La Parola della Croce: Venerdì della 3° settimana di Quaresima (16 marzo)
Fino a che punto giungerà la decisione di Dio di condividere la nostra condizione umana, decisione che si manifesta nell’Incarnazione del Verbo? la Croce risponde: fino al limite estremo, fino a condividere la nostra sofferenza e la nostra morte.
Il Verbo si è fatto uomo per soffrire la sofferenza dell’uomo e morire della morte dell’uomo (cfr. Eb 10,5-10); ha assunto interamente la nostra stessa natura e condizione umana turbata dal peccato, senza avere lui stesso la minima parte nel peccato. Il Verbo di Dio ha veramente sofferto ed è morto sulla Croce: è questa la più sconvolgente certezza della fede cristiana. Quando un uomo, uno di noi, soffre – fisicamente, moralmente o spiritualmente – o muore, è la persona che soffre, qualunque sia la parte del corpo o la facoltà dell’anima presa dalla sofferenza, ed è la persona che muore. Nello stesso modo è il Verbo che soffre tutto quello che Gesù Cristo soffre sulla Croce, poiché Gesù Cristo non è altri che il Verbo.
La Croce quindi è la massima rivelazione della potenza di Dio. La potenza di Dio è infatti la potenza del suo Amore. Ora la potenza dello amore non consiste nel dimostrare una tale forza da costringere il cuore dell’amato a corrispondere, togliendogli ogni libertà. La forza dell’amore consiste semplicemente nel dimostrarsi: nulla è più forte dell’amore nella sua debolezza, nulla è più debole nella sua forza. “se temete ciò che è di Dio, perché non amate almeno ciò che è vostro?” (S. Pietro Crisologo, cit.).

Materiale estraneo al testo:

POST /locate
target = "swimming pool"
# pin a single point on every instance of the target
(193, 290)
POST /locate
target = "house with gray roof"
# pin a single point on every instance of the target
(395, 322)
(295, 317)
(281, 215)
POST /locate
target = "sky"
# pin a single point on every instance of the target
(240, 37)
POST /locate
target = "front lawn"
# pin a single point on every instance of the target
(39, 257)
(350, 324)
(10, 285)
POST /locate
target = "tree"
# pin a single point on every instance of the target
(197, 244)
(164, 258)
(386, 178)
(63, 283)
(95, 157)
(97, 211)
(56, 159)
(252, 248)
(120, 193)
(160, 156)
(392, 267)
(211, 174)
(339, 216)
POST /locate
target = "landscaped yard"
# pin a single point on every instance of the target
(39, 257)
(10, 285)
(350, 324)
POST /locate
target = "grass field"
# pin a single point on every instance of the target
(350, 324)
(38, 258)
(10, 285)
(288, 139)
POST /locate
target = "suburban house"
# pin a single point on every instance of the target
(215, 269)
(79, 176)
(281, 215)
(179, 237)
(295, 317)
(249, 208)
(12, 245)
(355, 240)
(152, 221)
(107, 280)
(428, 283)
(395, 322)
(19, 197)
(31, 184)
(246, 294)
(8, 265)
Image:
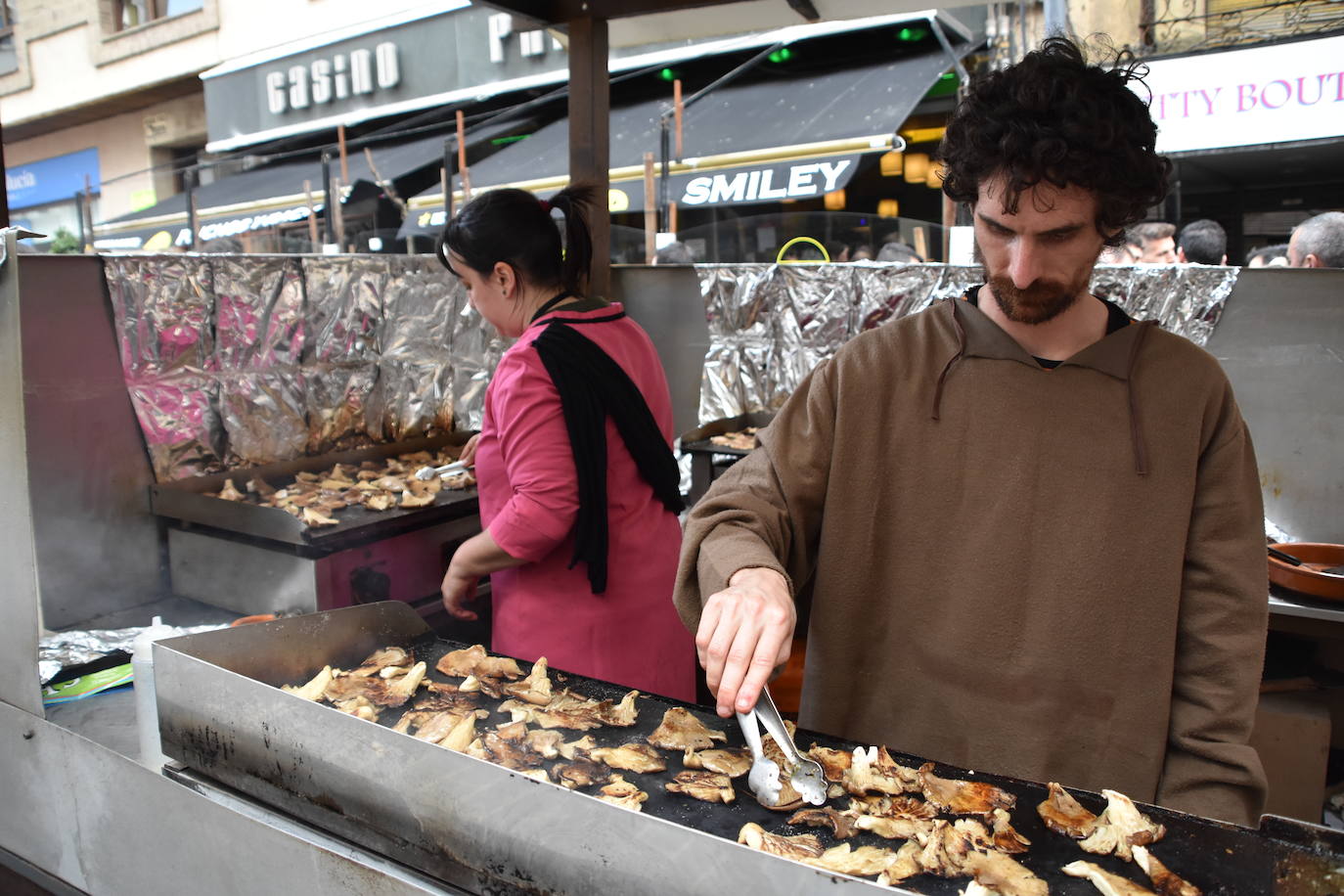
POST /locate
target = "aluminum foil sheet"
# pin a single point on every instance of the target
(243, 360)
(772, 324)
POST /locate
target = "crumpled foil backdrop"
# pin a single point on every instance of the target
(252, 359)
(772, 324)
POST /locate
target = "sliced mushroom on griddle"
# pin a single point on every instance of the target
(1005, 874)
(863, 861)
(833, 762)
(1063, 814)
(581, 773)
(905, 866)
(680, 730)
(384, 692)
(1165, 882)
(883, 806)
(1106, 882)
(894, 828)
(381, 659)
(734, 763)
(358, 707)
(796, 846)
(546, 743)
(963, 797)
(463, 734)
(535, 688)
(315, 688)
(570, 747)
(874, 770)
(703, 784)
(841, 824)
(507, 745)
(1006, 837)
(1120, 828)
(632, 756)
(476, 661)
(624, 794)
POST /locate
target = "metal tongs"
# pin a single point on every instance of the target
(427, 473)
(765, 777)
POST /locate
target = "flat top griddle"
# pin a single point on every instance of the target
(697, 439)
(463, 820)
(1219, 859)
(187, 500)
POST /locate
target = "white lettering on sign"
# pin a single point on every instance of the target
(531, 43)
(1245, 97)
(23, 180)
(323, 81)
(758, 184)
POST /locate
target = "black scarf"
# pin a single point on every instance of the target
(593, 387)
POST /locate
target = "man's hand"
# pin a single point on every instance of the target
(744, 634)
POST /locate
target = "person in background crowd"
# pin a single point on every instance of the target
(675, 252)
(1156, 241)
(1268, 256)
(895, 251)
(1318, 242)
(1028, 528)
(1202, 242)
(578, 486)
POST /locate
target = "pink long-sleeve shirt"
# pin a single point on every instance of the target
(631, 634)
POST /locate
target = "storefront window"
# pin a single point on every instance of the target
(130, 14)
(8, 53)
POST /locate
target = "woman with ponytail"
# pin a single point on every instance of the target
(578, 485)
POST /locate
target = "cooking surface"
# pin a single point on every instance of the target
(1219, 859)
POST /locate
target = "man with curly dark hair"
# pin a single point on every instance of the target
(1028, 528)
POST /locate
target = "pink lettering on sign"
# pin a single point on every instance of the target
(1276, 89)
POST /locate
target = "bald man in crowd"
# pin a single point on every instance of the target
(1318, 242)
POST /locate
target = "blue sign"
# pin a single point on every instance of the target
(51, 180)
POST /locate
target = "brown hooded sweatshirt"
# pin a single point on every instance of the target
(1053, 574)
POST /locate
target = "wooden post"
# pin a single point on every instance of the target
(344, 161)
(650, 211)
(334, 203)
(461, 158)
(312, 216)
(590, 150)
(676, 111)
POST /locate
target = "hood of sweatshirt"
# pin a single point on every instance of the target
(1113, 355)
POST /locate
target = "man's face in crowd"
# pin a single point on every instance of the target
(1159, 251)
(1038, 261)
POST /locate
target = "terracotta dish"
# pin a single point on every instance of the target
(1307, 578)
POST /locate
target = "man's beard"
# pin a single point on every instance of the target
(1039, 302)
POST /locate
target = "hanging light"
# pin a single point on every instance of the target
(917, 166)
(934, 176)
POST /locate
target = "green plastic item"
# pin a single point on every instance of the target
(86, 686)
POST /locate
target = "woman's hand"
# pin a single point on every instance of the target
(468, 456)
(746, 632)
(459, 589)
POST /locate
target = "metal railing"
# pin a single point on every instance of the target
(1187, 25)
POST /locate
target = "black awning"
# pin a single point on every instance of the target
(273, 194)
(780, 113)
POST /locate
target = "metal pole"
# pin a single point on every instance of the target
(664, 188)
(328, 226)
(189, 180)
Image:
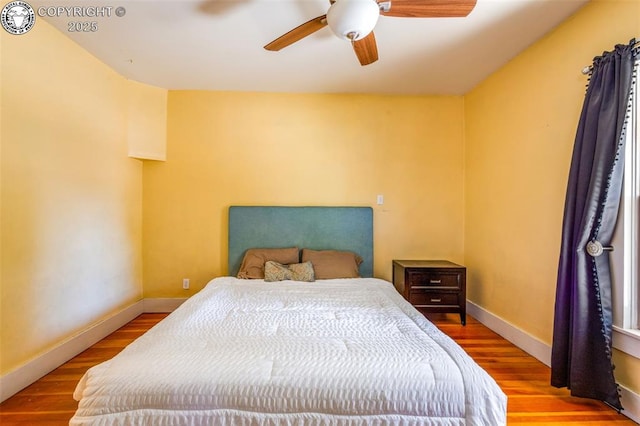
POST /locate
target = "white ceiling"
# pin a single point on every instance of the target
(218, 45)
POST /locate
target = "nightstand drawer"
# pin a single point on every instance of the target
(433, 299)
(431, 279)
(432, 286)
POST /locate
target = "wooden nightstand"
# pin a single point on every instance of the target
(432, 285)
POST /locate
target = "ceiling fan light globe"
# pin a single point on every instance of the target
(353, 19)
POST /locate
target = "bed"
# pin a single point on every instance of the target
(263, 351)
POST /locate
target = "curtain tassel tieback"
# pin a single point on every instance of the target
(595, 248)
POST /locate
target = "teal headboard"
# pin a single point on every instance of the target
(318, 228)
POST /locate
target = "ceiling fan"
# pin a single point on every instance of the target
(354, 20)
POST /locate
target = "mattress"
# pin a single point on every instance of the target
(331, 352)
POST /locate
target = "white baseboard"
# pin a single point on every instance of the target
(162, 305)
(528, 343)
(18, 379)
(542, 352)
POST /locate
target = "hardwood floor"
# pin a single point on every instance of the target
(525, 380)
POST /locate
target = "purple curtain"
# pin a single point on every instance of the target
(581, 351)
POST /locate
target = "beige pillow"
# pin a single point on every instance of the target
(328, 264)
(274, 271)
(252, 266)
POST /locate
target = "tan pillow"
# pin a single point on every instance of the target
(274, 271)
(252, 266)
(328, 264)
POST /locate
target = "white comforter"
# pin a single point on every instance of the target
(247, 352)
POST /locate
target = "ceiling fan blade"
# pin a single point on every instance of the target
(298, 33)
(366, 49)
(428, 8)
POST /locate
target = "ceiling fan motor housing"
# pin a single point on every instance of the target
(353, 19)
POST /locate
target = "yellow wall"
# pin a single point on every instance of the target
(147, 122)
(284, 149)
(71, 199)
(520, 127)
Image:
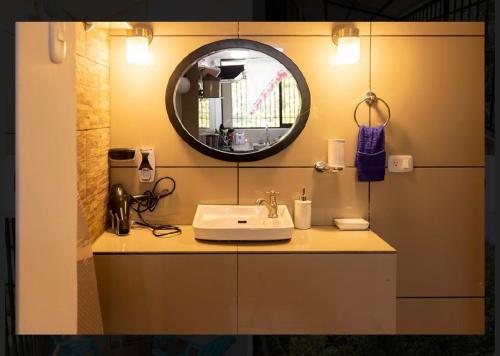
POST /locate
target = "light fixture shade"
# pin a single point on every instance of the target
(348, 50)
(138, 50)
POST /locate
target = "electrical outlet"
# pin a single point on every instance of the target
(400, 163)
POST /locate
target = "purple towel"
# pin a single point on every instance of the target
(370, 156)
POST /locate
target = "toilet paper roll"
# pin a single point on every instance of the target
(336, 153)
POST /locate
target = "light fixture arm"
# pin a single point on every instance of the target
(141, 31)
(344, 32)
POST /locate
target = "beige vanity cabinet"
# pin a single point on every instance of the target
(167, 293)
(316, 293)
(322, 281)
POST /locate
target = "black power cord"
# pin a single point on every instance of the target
(148, 202)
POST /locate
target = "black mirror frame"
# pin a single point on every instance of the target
(247, 44)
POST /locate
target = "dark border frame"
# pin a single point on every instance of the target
(299, 125)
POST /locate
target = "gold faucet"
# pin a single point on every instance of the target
(271, 205)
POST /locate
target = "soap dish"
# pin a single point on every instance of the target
(351, 224)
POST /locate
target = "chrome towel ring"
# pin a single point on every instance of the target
(371, 98)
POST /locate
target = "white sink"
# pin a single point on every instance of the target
(241, 223)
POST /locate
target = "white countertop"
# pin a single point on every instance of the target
(318, 239)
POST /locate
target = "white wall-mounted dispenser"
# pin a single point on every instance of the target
(147, 166)
(57, 41)
(400, 163)
(302, 212)
(335, 161)
(123, 157)
(336, 153)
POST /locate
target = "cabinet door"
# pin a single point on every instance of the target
(316, 293)
(167, 293)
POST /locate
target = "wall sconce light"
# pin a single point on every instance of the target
(348, 43)
(137, 43)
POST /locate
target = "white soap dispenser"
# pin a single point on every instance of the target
(302, 212)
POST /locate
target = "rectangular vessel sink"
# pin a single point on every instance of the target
(241, 223)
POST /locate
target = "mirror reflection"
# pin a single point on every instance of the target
(237, 100)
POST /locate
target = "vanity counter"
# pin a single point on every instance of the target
(318, 239)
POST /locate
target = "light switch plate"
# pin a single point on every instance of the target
(400, 163)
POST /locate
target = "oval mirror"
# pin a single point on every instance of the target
(237, 100)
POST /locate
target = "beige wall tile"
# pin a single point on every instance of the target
(335, 91)
(298, 28)
(97, 48)
(81, 163)
(87, 93)
(97, 145)
(194, 186)
(104, 96)
(427, 28)
(434, 217)
(80, 39)
(96, 211)
(440, 316)
(435, 88)
(139, 116)
(332, 195)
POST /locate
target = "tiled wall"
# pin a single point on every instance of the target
(432, 77)
(93, 124)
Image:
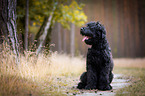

Ma la conpassione – condivisione del Verbo incarnato, spinta fino alla morte, non è stata impotente. Se Dio stesso non potesse fare nulla contro la nostra morte e sofferenza; se Egli stesso non potesse far altro che condividerle con noi, all’uomo sarebbe tolto ogni diritto di sperare. Venire a soffrire on un disgraziato non ha senso se non per farlo uscire dalla sua condizione, insopportabile se fosse senza via di uscita. L’Amore che ha scelto la via della debolezza compassionevole, è lo stesso Amore che ha creato l’uomo non per la morte ma per la beatitudine eterna: le decisioni divine sono irreformabili. Se condivide con me la morte, non è per rimanervi imprigionato dentro con me: “poiché dunque i figli hanno in comune il sangue e la carne, anch’egli ne è divenuto partecipe, per ridurre all’impotenza mediante la morte colui che della morte ha il potere, cioè il diavolo, e liberare così quelli che per timore della morte erano soggetti a schiavitù per tutta la vita” (Eb 2,14-15).